A researcher adds three variables to a regression and reports that R² increased from 0.45 to 0.52. A colleague concludes the model is now substantially better. What is wrong with this interpretation?
AR² should have decreased when variables are added
BR² mechanically cannot decrease when variables are added, so the increase tells us nothing about whether the new variables are informative — adjusted R² is needed
CAn increase of 0.07 in R² is always too small to be meaningful
DR² only measures fit for the training data, so this comparison is invalid
R² can only stay flat or rise when variables are added, because OLS can always set a new coefficient to zero if the variable contributes nothing. An increase in R² therefore proves nothing about the variables' usefulness.

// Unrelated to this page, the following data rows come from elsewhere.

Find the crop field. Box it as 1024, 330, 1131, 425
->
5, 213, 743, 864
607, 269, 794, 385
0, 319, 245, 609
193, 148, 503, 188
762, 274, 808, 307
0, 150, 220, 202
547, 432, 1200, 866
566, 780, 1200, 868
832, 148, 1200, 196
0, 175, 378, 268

Adjusted R² penalizes for the additional degrees of freedom used; if adjusted R² falls, the new variables are hurting the model by overfitting rather than genuinely improving it.
Question 2 Multiple Choice
A randomized experiment finds that a job training program increases wages by $200/week (p < 0.001), but R² = 0.03. A critic argues: 'The model explains almost nothing — this result can't be trusted.' What is the correct response?
AThe critic is right — a low R² indicates the estimate is biased
BThe critic is wrong — R² measures explained variance, not causal validity; wages vary for many reasons beyond the program, and the coefficient can be unbiased even if R² is low
CThe critic is right — a larger sample would raise R² and validate the result
DThe critic is wrong, but R² should be at least 0.10 to report results in economics
This is the deepest misconception about R². The key OLS assumption for unbiased estimation is E[u|x] = 0, not high R². In a randomized experiment, random assignment ensures the treatment indicator is uncorrelated with the error term — satisfying the identification condition regardless of how much unexplained variation remains. Wages vary enormously for reasons unrelated to the program (education, industry, experience), producing a low R² that is completely consistent with a valid, precisely estimated causal effect.
Question 3 True / False
Adding any regressor to a regression, even an irrelevant one, can never decrease R².
TTrue
FFalse
Answer: True
This is a mechanical fact about OLS. The algorithm minimizes the sum of squared residuals, and it can always set the new variable's coefficient to zero if the variable adds nothing — in which case R² stays flat. If the variable has any relationship with y, even due to random chance in the sample, the coefficient will be nonzero and R² will rise. This is why raw R² is a misleading model comparison tool when models have different numbers of regressors.
Question 4 True / False
A regression with R² = 0.92 provides stronger evidence for a valid causal estimate than one with R² = 0.08, most else equal.
TTrue
FFalse
Answer: False
R² and causal validity are entirely separate. A high R² means the regressors explain most of the variation in y — but if those regressors are correlated with the error term (omitted variable bias, endogeneity), the coefficients are biased regardless of R². A low R² from a clean randomized experiment delivers perfectly unbiased estimates. The relevant criterion for causal identification is E[u|x] = 0, not the fraction of variance explained.
Question 5 Short Answer
Why do econometricians pursuing causal identification often report low R² without apology, and what would actually need to be true for their coefficient estimates to be valid?
Think about your answer, then reveal below.
Model answer: For causal identification, what matters is that the identifying assumption holds — most commonly E[u|x] = 0, meaning the regressor of interest is uncorrelated with the error term (no omitted variable bias, no reverse causation). This assumption is satisfied by good research design: randomization, instrumental variables, regression discontinuity, or difference-in-differences. R² measures how much variation the model explains, which is a separate question from whether the coefficient is unbiased. Low R² just means many other factors influence y — it does not compromise identification.
This distinction is fundamental to modern econometrics. The field moved away from treating high R² as a goal (which leads to overfitted kitchen-sink regressions) toward treating credible identification as the primary criterion. A study with R² = 0.04 from a clean natural experiment is far more informative about a causal question than one with R² = 0.85 from a poorly specified observational regression.